Jewish life needs to be allowed to step out of the shadows.

Since 2015, the number of antisemitic crimes recorded has risen by about a third, to 2,350. But victims only report around 20% of cases. Some choose not to because they've had bad experiences with the police, others because they're afraid of the perpetrators, and still others because they just want to put it behind them. Victims clearly hold out little hope of useful reaction from the state – so crimes go unreported.

And the reality of Jewish life in Germany is a dark one. Sociologists say that Jewish children are living out their "identity under siege." What impact does it have on them when they can only go to nursery under police protection? Or when they hear Holocaust jokes at school?

Germany needs to take its antisemitism seriously

This shows that the country of commemorative services and "stumbling blocks" placed in sidewalks as a memorial to victims of the Nazis has lost its moral compass. To make it point true north again, antisemitism needs to be documented from the perspective of those affected, making it visible to the non-Jewish population. And Jewish life needs to be allowed to step out of the shadows.

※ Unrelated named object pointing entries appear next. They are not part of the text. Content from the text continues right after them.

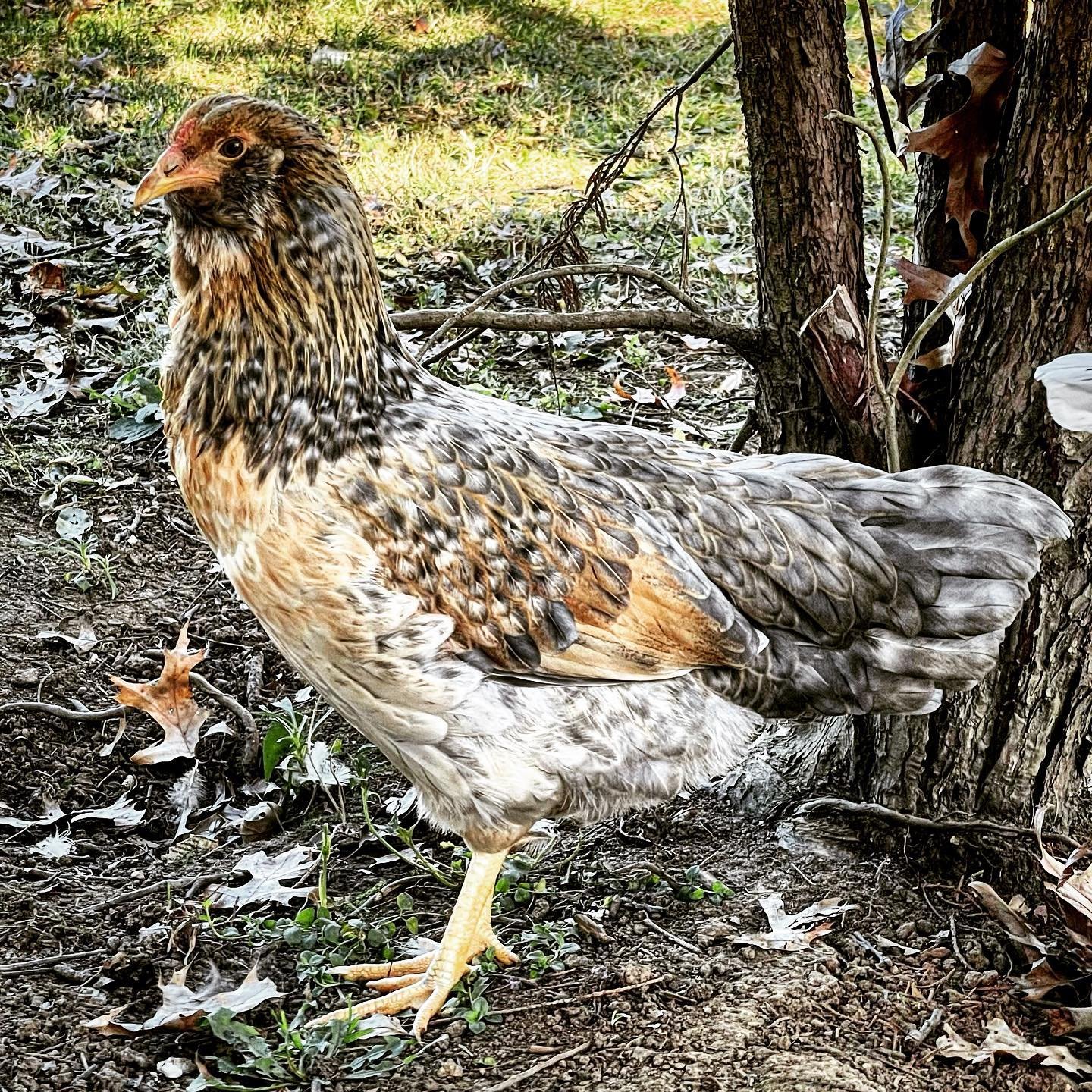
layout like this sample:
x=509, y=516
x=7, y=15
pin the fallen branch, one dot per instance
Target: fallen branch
x=746, y=341
x=561, y=1003
x=47, y=961
x=975, y=273
x=565, y=245
x=81, y=715
x=879, y=811
x=545, y=1064
x=887, y=396
x=243, y=714
x=583, y=268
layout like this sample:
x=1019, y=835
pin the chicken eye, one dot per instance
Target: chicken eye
x=233, y=148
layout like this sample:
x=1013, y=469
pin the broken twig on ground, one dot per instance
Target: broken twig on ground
x=879, y=811
x=545, y=1064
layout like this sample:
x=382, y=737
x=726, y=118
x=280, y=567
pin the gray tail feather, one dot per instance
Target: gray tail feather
x=965, y=545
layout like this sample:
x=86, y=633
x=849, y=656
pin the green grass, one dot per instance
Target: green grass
x=481, y=108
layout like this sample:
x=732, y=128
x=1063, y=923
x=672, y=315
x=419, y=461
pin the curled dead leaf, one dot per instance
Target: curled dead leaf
x=677, y=389
x=901, y=56
x=181, y=1008
x=1000, y=1039
x=169, y=701
x=968, y=139
x=791, y=933
x=922, y=283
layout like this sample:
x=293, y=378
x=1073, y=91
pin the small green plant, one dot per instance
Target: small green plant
x=514, y=886
x=356, y=1050
x=548, y=943
x=472, y=1006
x=92, y=569
x=698, y=885
x=136, y=397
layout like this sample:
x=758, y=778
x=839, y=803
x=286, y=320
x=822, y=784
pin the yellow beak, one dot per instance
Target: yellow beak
x=171, y=173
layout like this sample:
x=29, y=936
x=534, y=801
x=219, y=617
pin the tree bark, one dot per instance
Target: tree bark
x=968, y=24
x=792, y=68
x=1022, y=737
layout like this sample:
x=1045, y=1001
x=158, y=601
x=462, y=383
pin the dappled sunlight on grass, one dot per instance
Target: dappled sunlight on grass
x=444, y=111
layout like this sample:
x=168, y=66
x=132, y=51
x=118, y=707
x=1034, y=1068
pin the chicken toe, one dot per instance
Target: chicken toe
x=424, y=982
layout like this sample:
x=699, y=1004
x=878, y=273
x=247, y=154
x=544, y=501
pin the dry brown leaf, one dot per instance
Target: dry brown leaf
x=1000, y=1039
x=1009, y=920
x=901, y=57
x=677, y=389
x=1068, y=382
x=922, y=283
x=268, y=877
x=968, y=138
x=45, y=278
x=169, y=701
x=181, y=1008
x=1068, y=1021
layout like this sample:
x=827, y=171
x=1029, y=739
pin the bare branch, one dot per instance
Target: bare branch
x=879, y=811
x=874, y=68
x=565, y=245
x=585, y=268
x=747, y=341
x=888, y=396
x=973, y=275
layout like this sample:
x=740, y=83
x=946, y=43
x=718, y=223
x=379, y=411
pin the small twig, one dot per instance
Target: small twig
x=879, y=811
x=47, y=961
x=83, y=715
x=566, y=1002
x=874, y=69
x=583, y=268
x=236, y=708
x=179, y=881
x=545, y=1064
x=955, y=938
x=565, y=243
x=887, y=397
x=747, y=341
x=670, y=936
x=747, y=429
x=973, y=275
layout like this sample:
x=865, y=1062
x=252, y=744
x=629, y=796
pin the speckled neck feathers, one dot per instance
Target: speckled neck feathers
x=282, y=335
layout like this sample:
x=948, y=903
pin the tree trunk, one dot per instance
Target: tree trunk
x=968, y=24
x=791, y=62
x=1022, y=736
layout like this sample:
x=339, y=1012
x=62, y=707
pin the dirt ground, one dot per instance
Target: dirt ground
x=651, y=990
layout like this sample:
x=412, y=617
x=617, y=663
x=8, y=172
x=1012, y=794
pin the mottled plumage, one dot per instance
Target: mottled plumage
x=531, y=616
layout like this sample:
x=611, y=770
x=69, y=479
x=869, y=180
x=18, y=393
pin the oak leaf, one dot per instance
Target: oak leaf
x=1000, y=1039
x=169, y=702
x=268, y=877
x=901, y=57
x=967, y=139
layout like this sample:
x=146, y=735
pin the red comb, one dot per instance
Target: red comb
x=184, y=131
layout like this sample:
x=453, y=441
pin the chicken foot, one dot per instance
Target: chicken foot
x=425, y=982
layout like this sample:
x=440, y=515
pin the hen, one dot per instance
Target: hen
x=530, y=616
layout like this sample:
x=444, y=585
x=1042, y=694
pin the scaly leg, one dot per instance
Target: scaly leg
x=424, y=982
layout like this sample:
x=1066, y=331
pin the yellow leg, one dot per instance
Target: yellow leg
x=424, y=983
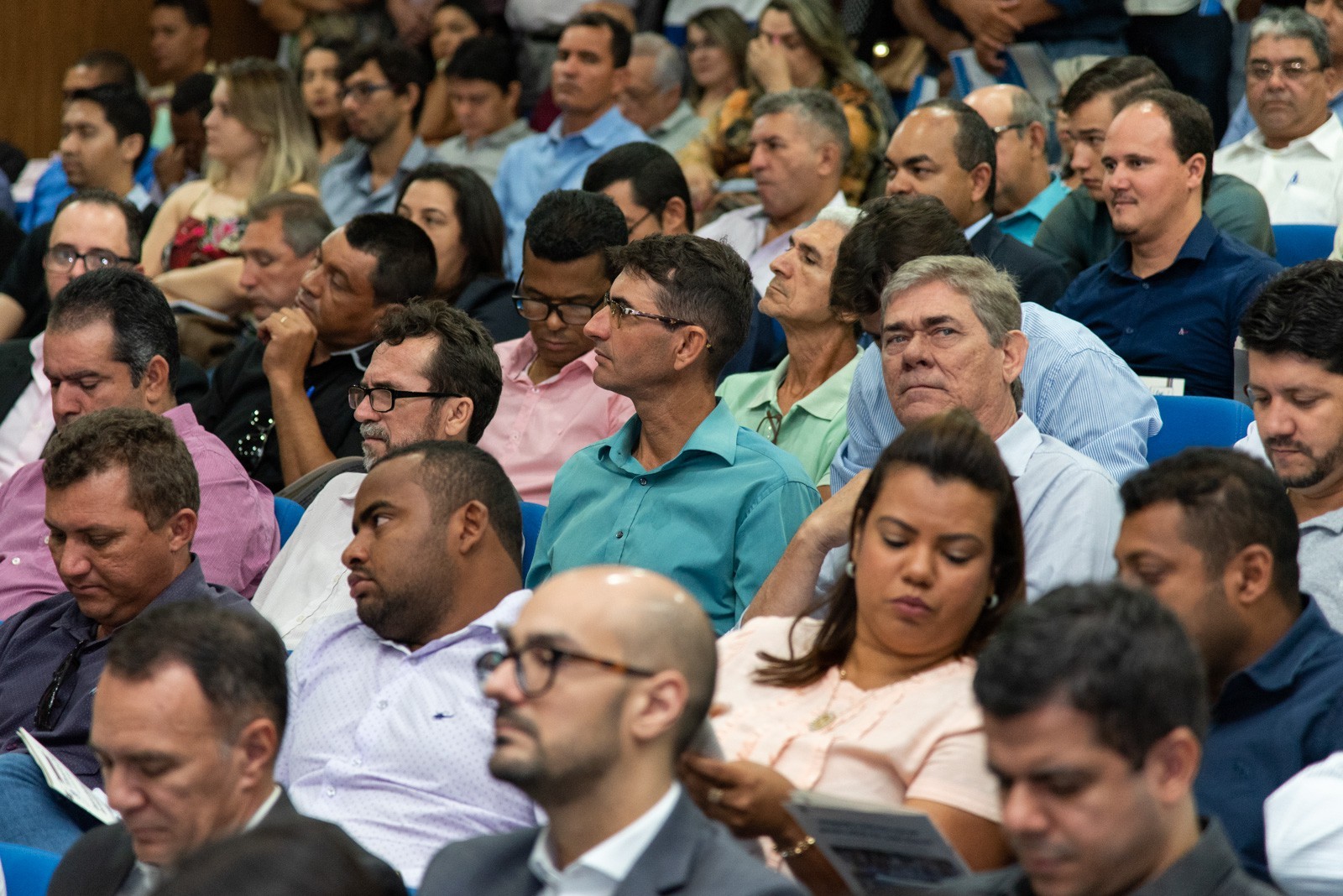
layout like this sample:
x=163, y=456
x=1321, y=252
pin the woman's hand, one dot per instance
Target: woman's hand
x=770, y=65
x=745, y=795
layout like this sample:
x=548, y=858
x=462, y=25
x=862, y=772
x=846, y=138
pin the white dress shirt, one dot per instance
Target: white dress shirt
x=745, y=228
x=602, y=869
x=394, y=745
x=1302, y=183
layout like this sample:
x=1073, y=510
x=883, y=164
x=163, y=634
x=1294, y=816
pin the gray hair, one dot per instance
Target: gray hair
x=817, y=107
x=991, y=294
x=668, y=65
x=1293, y=23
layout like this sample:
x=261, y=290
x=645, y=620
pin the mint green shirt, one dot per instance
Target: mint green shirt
x=814, y=427
x=715, y=518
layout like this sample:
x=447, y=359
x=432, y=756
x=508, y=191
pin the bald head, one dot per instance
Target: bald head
x=651, y=622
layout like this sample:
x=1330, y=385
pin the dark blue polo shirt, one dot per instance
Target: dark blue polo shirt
x=33, y=644
x=1179, y=322
x=1272, y=719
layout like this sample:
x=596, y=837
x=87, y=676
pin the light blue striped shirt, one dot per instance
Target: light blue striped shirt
x=1076, y=391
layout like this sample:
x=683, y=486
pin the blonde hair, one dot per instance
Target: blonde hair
x=266, y=101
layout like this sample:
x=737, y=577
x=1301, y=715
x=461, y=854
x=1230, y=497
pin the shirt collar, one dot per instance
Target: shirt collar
x=716, y=435
x=1018, y=445
x=615, y=856
x=1278, y=669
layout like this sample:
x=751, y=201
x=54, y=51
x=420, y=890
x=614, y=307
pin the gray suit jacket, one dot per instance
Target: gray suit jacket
x=691, y=856
x=100, y=862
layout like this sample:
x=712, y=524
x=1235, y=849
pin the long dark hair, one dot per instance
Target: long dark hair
x=477, y=217
x=948, y=447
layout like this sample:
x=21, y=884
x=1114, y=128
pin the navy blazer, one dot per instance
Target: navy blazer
x=1040, y=277
x=689, y=856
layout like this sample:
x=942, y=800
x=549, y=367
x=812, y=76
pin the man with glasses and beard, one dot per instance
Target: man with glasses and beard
x=121, y=504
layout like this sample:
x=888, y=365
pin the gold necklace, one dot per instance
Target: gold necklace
x=826, y=716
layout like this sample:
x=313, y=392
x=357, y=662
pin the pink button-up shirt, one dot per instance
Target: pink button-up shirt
x=237, y=534
x=537, y=427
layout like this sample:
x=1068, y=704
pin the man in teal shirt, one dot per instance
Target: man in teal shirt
x=682, y=488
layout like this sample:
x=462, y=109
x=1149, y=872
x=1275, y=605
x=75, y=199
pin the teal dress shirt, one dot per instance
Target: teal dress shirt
x=715, y=518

That is the first thing. The second is that we need to talk about specifically German forms of antisemitism. For example, the fact that in no other EU country are Jewish people so often confronted about the Israeli government's policies (according to a survey, 41% of German Jews have experienced this, while the EU average is 28%). Projecting the old antisemitism onto the state of Israel offers people a more comfortable target for their arguments.

Our society needs to have more conversations about antisemitism. The test of German democracy, as McCloy called it, starts with taking these concerns seriously and talking about them. We need to have these conversations because it affects all of us. It's about saving our democracy. Before it's too late.